When Objects talk to us: Intelligent Networks of the Future

»The Internet of Things will be a Megatrend over the Next Few Years. A Huge World will bloom.«, Henri Kretschmer, CEO Virtenio GmbH

Foto: Volker Döring

Bananas are sensitive fruits. During their transportation from South America to Germany, they need cool temperatures and an ideal environment. Otherwise, they will be mushy when they arrive.

Virtenio is offering one solution for this problem using wireless miniature computers, which analyze the temperature and the air in the existing environment. The shipping agency is continuously notified by satellite. They can take corrective action in case of doubt. This is only one example for general area of use for the basic technology from Virtenio.

These small, powerful and energy-efficient computers are no larger than a matchbox. They communicate and network with each other using radio signals. Custom programmed software make their application easier.

In the future, not only machine will be able to exchange information in this manner, but all the things of everyday life. “The Internet of things will be a megatrend over the next decades. A huge world will bloom. This means that everything will communicate with everything else. Refridgerators that write shopping lists, cars that find parking spaces on their own or intelligent flower pots that tell us, when we should water them are conceivable”, says Henri Kretschmer, founder.
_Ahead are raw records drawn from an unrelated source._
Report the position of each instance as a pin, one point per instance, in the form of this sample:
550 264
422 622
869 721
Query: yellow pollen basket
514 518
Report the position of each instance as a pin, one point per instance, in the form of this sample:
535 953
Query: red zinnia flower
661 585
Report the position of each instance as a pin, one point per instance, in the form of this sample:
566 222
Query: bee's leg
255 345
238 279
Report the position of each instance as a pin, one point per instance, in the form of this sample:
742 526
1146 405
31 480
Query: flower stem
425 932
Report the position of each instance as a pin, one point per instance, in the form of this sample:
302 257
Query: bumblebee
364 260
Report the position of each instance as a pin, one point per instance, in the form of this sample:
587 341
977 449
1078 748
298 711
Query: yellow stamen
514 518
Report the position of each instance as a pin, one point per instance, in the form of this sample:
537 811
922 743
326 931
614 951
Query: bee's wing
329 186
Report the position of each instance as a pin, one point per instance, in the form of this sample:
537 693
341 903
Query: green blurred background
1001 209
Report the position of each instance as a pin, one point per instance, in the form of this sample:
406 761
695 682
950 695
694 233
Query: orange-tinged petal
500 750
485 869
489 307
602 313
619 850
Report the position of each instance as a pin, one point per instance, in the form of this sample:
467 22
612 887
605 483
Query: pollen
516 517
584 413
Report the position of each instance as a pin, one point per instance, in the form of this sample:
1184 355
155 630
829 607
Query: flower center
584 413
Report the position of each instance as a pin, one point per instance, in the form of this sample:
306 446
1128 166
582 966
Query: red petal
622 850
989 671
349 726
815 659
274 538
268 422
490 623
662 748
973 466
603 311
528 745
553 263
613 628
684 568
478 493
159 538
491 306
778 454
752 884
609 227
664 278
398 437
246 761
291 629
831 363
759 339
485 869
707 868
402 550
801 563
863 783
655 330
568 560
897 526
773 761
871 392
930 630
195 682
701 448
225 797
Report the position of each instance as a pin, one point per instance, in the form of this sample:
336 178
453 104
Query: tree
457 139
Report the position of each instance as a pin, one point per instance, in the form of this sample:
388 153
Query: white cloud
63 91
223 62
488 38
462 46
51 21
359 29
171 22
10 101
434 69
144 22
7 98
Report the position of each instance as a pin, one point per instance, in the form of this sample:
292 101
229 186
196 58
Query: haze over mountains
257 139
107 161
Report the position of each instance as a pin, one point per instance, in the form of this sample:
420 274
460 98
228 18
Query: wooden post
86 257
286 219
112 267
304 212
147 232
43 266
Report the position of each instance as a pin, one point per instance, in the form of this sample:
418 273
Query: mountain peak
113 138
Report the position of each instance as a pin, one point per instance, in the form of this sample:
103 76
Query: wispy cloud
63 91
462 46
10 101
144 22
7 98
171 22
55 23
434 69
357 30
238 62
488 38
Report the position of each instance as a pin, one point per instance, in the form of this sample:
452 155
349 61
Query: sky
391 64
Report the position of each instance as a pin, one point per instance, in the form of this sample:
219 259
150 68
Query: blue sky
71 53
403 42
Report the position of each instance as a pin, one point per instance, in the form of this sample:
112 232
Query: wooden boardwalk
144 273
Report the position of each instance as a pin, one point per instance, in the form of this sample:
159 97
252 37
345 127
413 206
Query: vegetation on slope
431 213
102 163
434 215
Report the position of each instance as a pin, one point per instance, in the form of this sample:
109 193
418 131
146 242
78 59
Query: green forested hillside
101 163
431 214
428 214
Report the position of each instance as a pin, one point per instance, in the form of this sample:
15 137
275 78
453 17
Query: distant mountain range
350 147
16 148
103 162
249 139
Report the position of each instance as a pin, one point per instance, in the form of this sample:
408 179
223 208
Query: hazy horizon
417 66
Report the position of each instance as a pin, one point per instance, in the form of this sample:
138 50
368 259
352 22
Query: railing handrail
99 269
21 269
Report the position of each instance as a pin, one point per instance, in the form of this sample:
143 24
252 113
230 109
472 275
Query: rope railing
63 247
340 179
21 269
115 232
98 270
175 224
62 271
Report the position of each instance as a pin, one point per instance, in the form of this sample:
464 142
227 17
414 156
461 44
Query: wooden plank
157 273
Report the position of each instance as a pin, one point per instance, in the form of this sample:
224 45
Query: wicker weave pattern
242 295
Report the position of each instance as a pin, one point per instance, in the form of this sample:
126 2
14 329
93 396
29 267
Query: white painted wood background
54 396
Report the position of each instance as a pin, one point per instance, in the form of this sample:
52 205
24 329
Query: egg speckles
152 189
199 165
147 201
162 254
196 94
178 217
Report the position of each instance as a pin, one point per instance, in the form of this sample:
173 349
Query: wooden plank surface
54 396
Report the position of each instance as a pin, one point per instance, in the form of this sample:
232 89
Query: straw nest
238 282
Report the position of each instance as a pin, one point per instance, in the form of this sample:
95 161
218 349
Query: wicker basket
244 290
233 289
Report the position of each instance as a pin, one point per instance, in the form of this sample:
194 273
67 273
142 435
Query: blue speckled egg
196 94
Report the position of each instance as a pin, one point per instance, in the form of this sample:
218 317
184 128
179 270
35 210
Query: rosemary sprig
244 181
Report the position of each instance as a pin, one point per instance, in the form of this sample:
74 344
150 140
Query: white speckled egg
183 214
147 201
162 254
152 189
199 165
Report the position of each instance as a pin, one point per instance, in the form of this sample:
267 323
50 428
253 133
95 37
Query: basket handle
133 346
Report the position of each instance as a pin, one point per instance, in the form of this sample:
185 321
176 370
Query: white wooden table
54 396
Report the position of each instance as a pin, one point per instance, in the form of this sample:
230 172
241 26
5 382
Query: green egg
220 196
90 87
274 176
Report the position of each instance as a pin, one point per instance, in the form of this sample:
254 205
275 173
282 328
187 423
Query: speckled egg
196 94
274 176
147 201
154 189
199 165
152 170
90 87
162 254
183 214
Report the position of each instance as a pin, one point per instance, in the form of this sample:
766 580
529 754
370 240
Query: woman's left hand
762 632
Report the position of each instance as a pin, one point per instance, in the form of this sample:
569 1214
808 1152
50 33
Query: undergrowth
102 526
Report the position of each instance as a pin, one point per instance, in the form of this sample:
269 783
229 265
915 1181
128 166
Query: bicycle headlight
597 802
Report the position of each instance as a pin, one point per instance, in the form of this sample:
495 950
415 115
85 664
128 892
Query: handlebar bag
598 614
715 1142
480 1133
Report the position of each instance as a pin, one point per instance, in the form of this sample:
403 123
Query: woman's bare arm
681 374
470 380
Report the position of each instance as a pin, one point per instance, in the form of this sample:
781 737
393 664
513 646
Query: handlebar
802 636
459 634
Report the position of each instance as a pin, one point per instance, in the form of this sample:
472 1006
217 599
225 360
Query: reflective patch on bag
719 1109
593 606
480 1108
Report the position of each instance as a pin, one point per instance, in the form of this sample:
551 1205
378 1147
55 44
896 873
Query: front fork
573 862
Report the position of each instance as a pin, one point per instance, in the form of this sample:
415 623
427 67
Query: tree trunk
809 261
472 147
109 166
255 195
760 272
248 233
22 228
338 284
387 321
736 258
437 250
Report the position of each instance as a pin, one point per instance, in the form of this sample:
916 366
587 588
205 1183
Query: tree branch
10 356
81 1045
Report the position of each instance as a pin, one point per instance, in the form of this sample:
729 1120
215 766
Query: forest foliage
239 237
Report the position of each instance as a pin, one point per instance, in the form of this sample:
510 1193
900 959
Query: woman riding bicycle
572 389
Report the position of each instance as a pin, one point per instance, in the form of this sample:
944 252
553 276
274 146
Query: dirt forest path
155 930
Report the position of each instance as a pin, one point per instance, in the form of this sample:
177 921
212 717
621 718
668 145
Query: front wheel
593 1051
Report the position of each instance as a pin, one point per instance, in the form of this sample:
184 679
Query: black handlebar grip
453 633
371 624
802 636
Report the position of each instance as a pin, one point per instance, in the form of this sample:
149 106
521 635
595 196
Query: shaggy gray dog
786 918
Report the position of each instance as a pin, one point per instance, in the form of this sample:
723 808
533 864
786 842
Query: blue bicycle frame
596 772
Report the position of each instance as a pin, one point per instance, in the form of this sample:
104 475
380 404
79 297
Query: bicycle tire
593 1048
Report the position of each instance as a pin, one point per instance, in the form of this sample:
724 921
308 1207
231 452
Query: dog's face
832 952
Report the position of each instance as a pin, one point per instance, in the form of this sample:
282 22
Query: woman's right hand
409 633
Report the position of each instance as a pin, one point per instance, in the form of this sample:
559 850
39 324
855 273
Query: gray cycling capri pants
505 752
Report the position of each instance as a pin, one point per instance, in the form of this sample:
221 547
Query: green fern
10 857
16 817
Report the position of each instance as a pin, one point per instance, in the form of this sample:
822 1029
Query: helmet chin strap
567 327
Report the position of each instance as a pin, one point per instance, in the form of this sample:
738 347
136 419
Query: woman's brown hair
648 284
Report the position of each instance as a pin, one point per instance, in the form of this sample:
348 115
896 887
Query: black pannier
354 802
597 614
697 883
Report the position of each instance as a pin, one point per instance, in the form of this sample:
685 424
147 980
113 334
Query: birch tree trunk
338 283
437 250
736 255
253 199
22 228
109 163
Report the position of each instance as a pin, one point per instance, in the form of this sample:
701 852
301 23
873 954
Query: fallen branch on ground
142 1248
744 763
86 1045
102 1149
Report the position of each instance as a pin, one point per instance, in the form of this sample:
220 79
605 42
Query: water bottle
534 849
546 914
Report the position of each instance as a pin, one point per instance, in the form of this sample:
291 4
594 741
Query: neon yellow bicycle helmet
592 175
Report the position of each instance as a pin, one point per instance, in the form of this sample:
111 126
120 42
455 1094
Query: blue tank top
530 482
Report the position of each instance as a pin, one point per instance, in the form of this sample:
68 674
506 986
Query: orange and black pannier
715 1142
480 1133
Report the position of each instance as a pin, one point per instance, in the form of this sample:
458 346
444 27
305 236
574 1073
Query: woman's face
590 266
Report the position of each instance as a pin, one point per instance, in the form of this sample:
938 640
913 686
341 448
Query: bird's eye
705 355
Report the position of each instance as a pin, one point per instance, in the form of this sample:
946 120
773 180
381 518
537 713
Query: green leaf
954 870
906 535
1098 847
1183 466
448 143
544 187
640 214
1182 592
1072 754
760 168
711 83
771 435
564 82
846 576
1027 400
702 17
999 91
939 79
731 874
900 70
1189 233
Since 2005, this engineer for technical information technology has been studying this new-to-Germany issue of wireless information distribution and transfer, which he has discovered for himself as a scientific employee of the Technische Universität of Berlin (TU). At that time, he was working with networks for automating buildings.

Specifically, this includes devices that determine and control heat consumption, without anyone having to actually enter the residences. “An extremely large market”, indicates Kretschmer.

By chance, Kretschmer provided guidance to two diploma candidates, who were researching the field of sensor nodes and the software appropriate to them. Together with Torsten Hüter and Stefan Ziegler, Kretschmer developed the innovative miniature computer and, with it, laid the foundation for the establishment of the company. “The startup services of the TU Berlin and the Exist stipend from the Federal Ministry of Science were very important in helping to make our company independent”, reports Thomas Henn, who supplements the engineering team as a salesperson. Virtenio is located in Charlottenburg’s Innovation Centrum, CHIC. “We were looking for offices close to the TU, because working in a creative and innovative environment was important for us.

In addition, it is centrally located and a lot happens in CHIC, new things are being created.“ and is the right place for Virtenio to re-design the future.